A glittering alertness came into Duncan's eyes.
"What will you do?" Lucilla asked.
"I have left new marks arranging a rendezvous. Right now, we are all going up
to the library. We are going to study the maps. We will commit them to memory.
At the very least, we should know where we are when we run."
She gave him the benefit of a curt nod.
Duncan noted her movement with only part of his awareness. His mind already had
leaped ahead to the ancient equipment in the Harkonnen library. He had been the
one to show both Lucilla and Teg how to use it correctly, calling up an ancient
map of Giedi Prime dating from the time when the no-globe had been built.
With Duncan's pre-ghola memory as guide and his own more modern knowledge of the
planet, Teg had tried to bring the map up to date.
"Forest Guard Station" became "Bene Gesserit Keep."
"Part of it was a Harkonnen hunting lodge," Duncan had said. "They hunted human
game raised and conditioned specifically for that purpose."
Towns vanished under Teg's updating. Some cities remained but received new
labels. "Ysai," the nearest metropolis, had been marked "Barony" on the
original map.
Duncan's eyes went hard in memory. "That's where they tortured me."
When Teg exhausted his memory of the planet, much was marked unknown but there
were frequent curly-ended Bene Gesserit symbols to identify the places where
Taraza's people had told Teg he might find temporary sanctuary.
Those were the places Teg wanted committed to memory.
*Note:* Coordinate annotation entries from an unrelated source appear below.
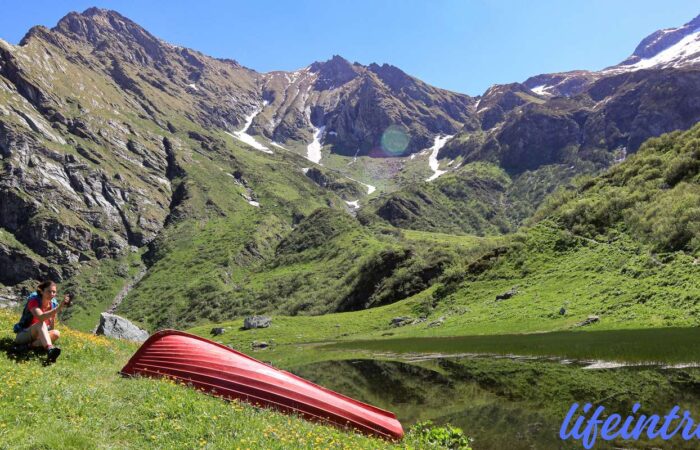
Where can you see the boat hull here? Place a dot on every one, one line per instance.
(224, 372)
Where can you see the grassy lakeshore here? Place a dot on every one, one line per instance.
(81, 402)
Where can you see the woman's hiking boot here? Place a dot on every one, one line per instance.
(53, 354)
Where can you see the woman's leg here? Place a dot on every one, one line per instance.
(40, 335)
(54, 335)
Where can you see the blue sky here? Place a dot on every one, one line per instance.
(465, 46)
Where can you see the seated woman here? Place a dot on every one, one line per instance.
(35, 328)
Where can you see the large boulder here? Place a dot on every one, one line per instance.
(256, 322)
(118, 327)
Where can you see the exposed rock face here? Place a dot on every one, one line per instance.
(589, 321)
(357, 104)
(507, 294)
(256, 322)
(118, 327)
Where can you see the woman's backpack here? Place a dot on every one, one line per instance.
(26, 319)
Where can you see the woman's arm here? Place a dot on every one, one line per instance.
(50, 314)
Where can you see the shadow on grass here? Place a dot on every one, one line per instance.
(8, 346)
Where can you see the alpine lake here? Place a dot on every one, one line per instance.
(512, 391)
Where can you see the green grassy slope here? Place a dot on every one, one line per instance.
(634, 265)
(82, 402)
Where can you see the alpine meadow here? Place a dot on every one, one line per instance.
(474, 264)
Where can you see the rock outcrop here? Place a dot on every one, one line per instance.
(118, 327)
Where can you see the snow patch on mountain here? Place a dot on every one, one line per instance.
(683, 53)
(541, 90)
(244, 137)
(438, 143)
(314, 148)
(370, 188)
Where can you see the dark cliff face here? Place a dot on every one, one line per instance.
(615, 113)
(357, 104)
(101, 122)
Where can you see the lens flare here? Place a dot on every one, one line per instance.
(395, 140)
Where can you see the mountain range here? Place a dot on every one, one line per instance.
(122, 153)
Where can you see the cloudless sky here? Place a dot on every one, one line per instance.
(464, 46)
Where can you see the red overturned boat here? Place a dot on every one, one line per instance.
(224, 372)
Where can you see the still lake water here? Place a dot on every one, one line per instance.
(509, 403)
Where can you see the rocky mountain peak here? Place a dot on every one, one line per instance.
(104, 28)
(333, 73)
(671, 47)
(392, 76)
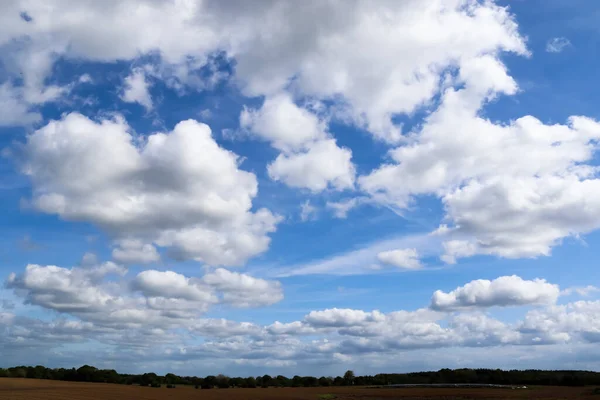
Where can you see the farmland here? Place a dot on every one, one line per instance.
(34, 389)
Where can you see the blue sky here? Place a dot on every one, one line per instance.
(261, 189)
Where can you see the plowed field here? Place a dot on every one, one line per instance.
(31, 389)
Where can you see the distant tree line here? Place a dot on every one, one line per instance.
(88, 373)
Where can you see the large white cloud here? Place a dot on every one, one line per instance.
(146, 331)
(178, 189)
(152, 299)
(503, 291)
(513, 190)
(380, 59)
(310, 157)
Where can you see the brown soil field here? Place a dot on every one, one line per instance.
(31, 389)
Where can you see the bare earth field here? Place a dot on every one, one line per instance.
(31, 389)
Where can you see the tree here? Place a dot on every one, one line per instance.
(349, 378)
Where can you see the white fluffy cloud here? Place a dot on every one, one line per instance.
(513, 190)
(167, 314)
(558, 44)
(503, 291)
(158, 299)
(136, 89)
(177, 189)
(401, 258)
(277, 45)
(132, 251)
(309, 157)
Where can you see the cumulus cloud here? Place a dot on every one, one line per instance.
(321, 336)
(274, 43)
(152, 299)
(557, 44)
(136, 89)
(401, 258)
(512, 190)
(179, 189)
(581, 291)
(132, 251)
(501, 292)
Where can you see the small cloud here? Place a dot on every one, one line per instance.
(581, 291)
(6, 305)
(205, 114)
(85, 78)
(25, 17)
(28, 244)
(401, 258)
(307, 211)
(558, 44)
(88, 260)
(136, 89)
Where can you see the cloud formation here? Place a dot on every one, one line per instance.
(178, 190)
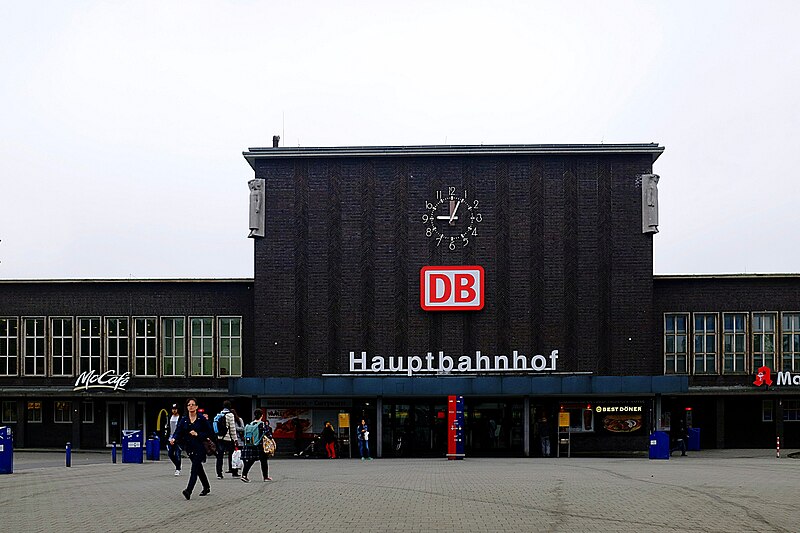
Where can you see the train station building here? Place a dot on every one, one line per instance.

As he turned to lead them up to the library, Teg said: "I will erase the map
when we have learned it. There's no telling who might find this place and study
it."
Lucilla swept past him. "It's on your head, Miles!" she said.
Teg called after her retreating back: "A Mentat tells you that I did what was
required of me."
She spoke without turning: "How logical!"
This room reconstructs a bit of the desert of Dune. The sandcrawler directly in
front of you dates from the Atreides times. Grouped around it, moving clockwise
from your left, are a small harvester, a carryall, a primitive spice factory and
the other support equipment. All are explained at each station. Note the
illuminated quotation above the display: "FOR THEY SHALL SUCK OF THE ABUNDANCE
OF THE SEAS AND OF THE TREASURE IN THE SAND." This ancient religious quotation
was oft repeated by the famous Gurney Halleck.
-Guide Announcement, Museum of Dar-es-Balat
The worm did not slow its relentless progress until just before dusk.. By then,
Odrade had played out her questions and still had no answers. How did Sheeana
control the worms? Sheeana said she was not steering her Shaitan in this
direction. What was this hidden language to which the desert monster responded?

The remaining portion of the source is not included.